What do you think about these quotes? Do you like them? Do they make sense to you and for your writing? I think they’re gold. To a certain extent of course–to the extent that they work for me. For example, “Don’t explain shit to the reader?” I love the idea of leaving things up to the imagination. Read Lidia’s memoir The Chronology of Water and you will find a story about sexual abuse with a bunch of big, gaping holes. Wait, what really happened? Was it worse than we thought? Not as bad? Who knows, damn Lidia…but at the same time I don’t want my memoir to read like a movie watched when at the end you No, wait, what? I’m gonna have to watch that one again. I want the reader to understand the first time, but yes, to be left with a sense of mystery, a sense of: No, this isn’t a tell-all. You’re gonna have to call me or lay me or get me drunk to find out the rest.

The Chronology of Water is my second model-memoir. Model-memoirs are memoirs that I study. I don’t copy…that would be too hard, to do exactly as they did, in every area of the book. No, it’s not that at all. I’d be surprised if when my book is published, a person could look and say Ah , she definitely used Lidia Yuknavitch as inspiration. But you never know. Model-memoirs are just books I use as rough references for what I’m going for.
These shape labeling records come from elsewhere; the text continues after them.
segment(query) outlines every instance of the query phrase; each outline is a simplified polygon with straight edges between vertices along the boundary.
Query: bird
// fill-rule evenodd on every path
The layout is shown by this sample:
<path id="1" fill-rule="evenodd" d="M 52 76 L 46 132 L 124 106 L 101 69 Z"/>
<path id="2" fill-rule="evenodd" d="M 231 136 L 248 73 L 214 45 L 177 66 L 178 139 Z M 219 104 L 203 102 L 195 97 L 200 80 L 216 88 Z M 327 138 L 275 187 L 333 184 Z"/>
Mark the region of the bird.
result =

Things as simple as chapter length and how the author begins a story. I’m gleaning from Lidia wisdom on creativity, and brave-writing to the maximum.  Loose writing. Free writing.
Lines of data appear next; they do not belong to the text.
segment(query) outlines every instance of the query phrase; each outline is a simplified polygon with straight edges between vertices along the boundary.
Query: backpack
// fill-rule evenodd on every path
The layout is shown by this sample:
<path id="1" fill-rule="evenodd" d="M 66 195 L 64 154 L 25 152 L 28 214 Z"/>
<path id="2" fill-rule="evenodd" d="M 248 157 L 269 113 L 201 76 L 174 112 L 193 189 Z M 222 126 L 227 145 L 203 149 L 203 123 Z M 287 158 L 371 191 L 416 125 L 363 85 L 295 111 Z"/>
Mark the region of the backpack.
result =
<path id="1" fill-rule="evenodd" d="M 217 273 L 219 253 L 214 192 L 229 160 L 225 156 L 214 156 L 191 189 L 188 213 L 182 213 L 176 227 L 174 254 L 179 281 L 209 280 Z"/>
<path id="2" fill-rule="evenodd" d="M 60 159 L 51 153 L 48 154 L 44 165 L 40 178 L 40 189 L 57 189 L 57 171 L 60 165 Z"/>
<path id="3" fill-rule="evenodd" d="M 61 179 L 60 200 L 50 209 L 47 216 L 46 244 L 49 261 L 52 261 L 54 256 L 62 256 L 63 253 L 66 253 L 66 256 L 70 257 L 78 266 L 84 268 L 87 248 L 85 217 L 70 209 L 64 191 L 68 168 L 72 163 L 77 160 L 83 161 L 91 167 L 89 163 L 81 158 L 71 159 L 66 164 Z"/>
My other, first-discovered model-memoir is Jeannette Wall’s The Glass Castle. Jeannette Wall’s has a very to-the-point, factual, journalistic voice. She is in fact a journalist. When I first began writing my memoir, I used her approach: just tell the story, as it happened and let the reader decide what to think of it. Little retrospection. I was unable to reflect at that point. Didn’t want to think about how I felt about things. Now, I’m able to do that. It happened before Lidia’s workshop, that I began to “open up” in my writing. Less what happened and more I was fucking pissed, scared, sad, lying, a dirty-girl.

Lidia and Jeannette are two very different writer’s. Studying them both has and will continue to be somewhat of a tug-of-war, in the best of ways…a challenge and I love those.

5 thoughts on “Pearls of Lidia’s Wisdom Part II

    1. They do offer it on Kindle, I believe, where I am at least. Horray for ordering The Glass Castle! That is wonderful! However I HIGHLY recommend Lidia’s book, its a stunner.

      Thanks for reading my post dear! Chat again soon!